Jamal menundukkan kepala dalam sekali. Kata-kata ibu seperti menampar kedua pipinya, karena apa yang ditanyakan ibu belum dijalankannya dengan setia.
Ibu mengelus bahu anaknya penuh kasih, “Jamal, betapa pun berat hidup yang kita jalani, apabila kita tidak kembali kepada-Nya, semuanya akan sia-sia. Kita ini hidup karena diembuskan napas oleh-Nya, anakku.”
Jamal tak mampu memandang ibunya. Apa yang dikatakan ibunya adalah benar adanya. Jamal bisa melihat itu dalam diri ibunya selama ini. Ibu yang menderita penyakit paru-paru basah tak pernah lupa untuk menjalankan ibadah dan menyerahkan seluruh hidupnya kepada Allah. Kesulitan hidup dihadapi dan diterima ibu dengan tabah dan tawakal. Walau harus bekerja menerima cucian dan setrikaan, ibu tidak pernah mengeluh. Ibu selalu bersyukur dan berserah.
“Beduk Zhuhur sudah berlalu dan Ashar juga sudah berjalan, Jamal. Pergilah shalat sebelum Ashar ini juga habis waktunya, serahkan segala persoalan dan berat hatimu kepada-Nya. Ibu percaya segala sesuatu pasti ada jalan keluarnya.” Suara lembut ibu begitu meneduhkan hati Jamal.
Jamal mengangkat wajahnya ingin melihat wajah cerah ibu, tapi ibu tidak ada lagi. Jamal menoleh ke belakang, di sana dia melihat sosok seseorang berjalan membelakanginya. Jamal yakin kalau itu Ibu. Dipanggilnya agak keras, tapi sosok itu sama sekali tidak menoleh kepadanya. Jamal ingin sekali berlari menghampiri sosok itu, tapi kedua kakinya begitu berat untuk diajak berlari. Jamal ingin berteriak lebih keras lagi, tapi suaranya seperti hilang di udara. Jamal merasa putus asa karena ketidakberdayaannya.
“Ibu…!” Jamal terbangun dari tidur lelahnya.
Jamal menebah dadanya. Rasa lelah membuatnya sempat tertidur sejenak dan dia bermimpi bertemu ibu. Jamal mengusap wajahnya dan melihat sekeliling. Setelah itu, dia berdiri untuk melanjutkan tujuannya. Di ujung sebuah belokan, Jamal melihat sebuah rambu lalu lintas bergambar masjid. Tiba-tiba, ia teringat kata-kata ibu dalam mimpinya tadi. Langkah kakinya terayun ke sana.

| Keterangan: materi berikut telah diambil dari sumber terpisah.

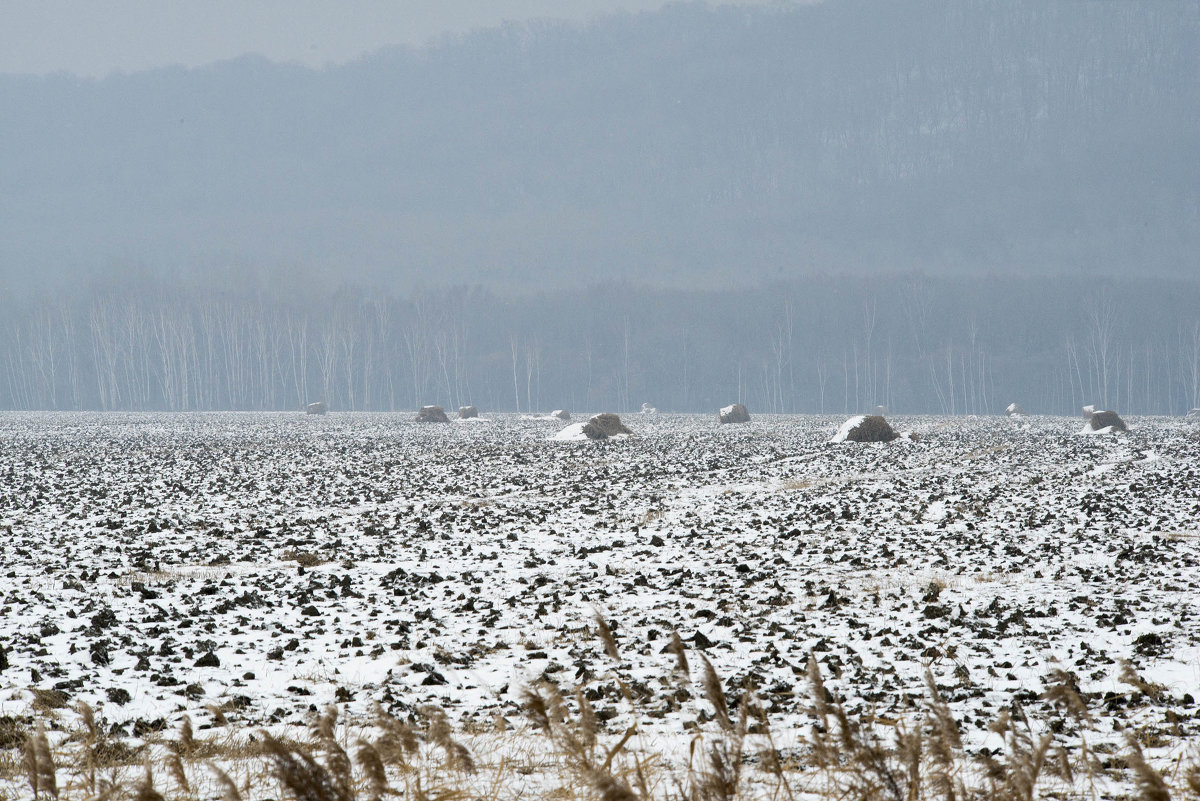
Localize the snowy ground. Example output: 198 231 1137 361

Jamal melepas kedua sepatunya beserta kaus kaki dan didorongnya ke dalam sepatu. Ujung celana digulung hampir mendekati lututnya, demikian juga kemeja lengan panjangnya dilipat ke arah siku. Jamal meletakkan kedua sepatunya ke tempat yang telah disediakan. Jamal lalu berjalan menuju tempat pembersihan diri sebelum bertemu dengan Sang Mahapencipta.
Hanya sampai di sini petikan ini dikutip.